Topic/prompt evaluation by muhammadzaman12 · Pull Request #15 · ciesko/msrchat

muhammadzaman12 · 2024-01-19T00:44:14Z

Task: prompt the AI with questions from the provided prompt_libray file and use AI to evaluate the generated response

What's been done:

Iteration of questions and prompting the AI
recorded response and response time
evaluated response with a follow up prompt
evaluate and compare two responses
recorded question, response, evaluation, response time into an output file.

TODO:

Experiment with additional AI-assisted evaluation techniques(In-Progress)

Note:
This pull request includes a Jupyter Notebook file and a functions.py file. The primary logic is implemented in the functions.py file, while the Jupyter Notebook executes and showcases the functionality.

…c/PromptEvaluation

Added response comparison

muhammadzaman12 · 2024-01-23T19:13:14Z

I'm getting errors when I try to run the notebook locally at this step:

Process each row and store the results in a new DataFrame

The error is: Error Question 0 processed unsuccessfully: Error in making the API request.

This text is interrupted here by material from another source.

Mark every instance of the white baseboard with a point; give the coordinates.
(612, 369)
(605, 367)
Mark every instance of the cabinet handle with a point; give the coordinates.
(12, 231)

I get that for each question. I also tried it with the app running in the background. The prior steps all process successfully. Do I need to do something different for testing?

I should probably include a readme file. This does need to have the backend running locally it uses http://127.0.0.1:5000 as default base url or you can specify a url in the env file as BASE_URL. Can you confirm if the backend is getting a post request at the /conversation endpoint?

Update notebook with question limit

…c/PromptEvaluation

muhammadzaman12 · 2024-01-23T21:34:38Z

I should probably include a readme file. This does need to have the backend running locally it uses http://127.0.0.1:5000 as default base url or you can specify a url in the env file as BASE_URL. Can you confirm if the backend is getting a post request at the /conversation endpoint?

With the application running, I get: INFO:werkzeug:127.0.0.1 - - [23/Jan/2024 13:28:01] "POST /conversation HTTP/1.1" 200 -

However, I'm getting this error as well: Debugging middleware caught exception in streamed response at a point where response headers were already sent. Traceback (most recent call last): File "C:\Users\ccohn\source\repos\msrchat\backend\orchestrators\Orchestrator.py", line 398, in stream_with_data response["model"] = lineJson["model"] ^^^^^^^^^^^^^^^^^ KeyError: 'model'

Do I need to use a certain endpoint/model/preview version, something something?

⁠ahh I completely forgot in order for this to work the value of AZURE_OPENAI_STREAM should be set to False in the projects env file.

lakshmicas · 2024-01-24T19:19:29Z

evaluation/prompt_eval.ipynb

+      "metadata": {},
+      "outputs": [],
+      "source": [
+        "comparison_output_dataset = pd.DataFrame(results, columns=['Question', 'Answer 1', 'Answer 2', 'Response Time 1 (s)', 'Response Time 2 (s)', 'Evaluation',])"


What is the expectation from this comparison? There is no change in the system between the first run and this one, right ? So what does this result tell us ?

I ran with a few assumptions that in each prompt/request would generate a different response in prod, I will however restructure the script to run comparisons based on the previous runs of the script and not within the same session/run.

Same session/run isn't necessarily a concern. The concern is that the AI pipeline/orchestrator is the same and would return essentially the same answer each time making the comparisons less useful.

evaluation/functions.py

bscheurm · 2024-01-24T19:55:39Z

evaluation/functions.py

+    - prompt (str): The user prompt to be processed and compared.
+    """
+    try:
+        answer_1, response_time_1, _ = process_prompt(prompt)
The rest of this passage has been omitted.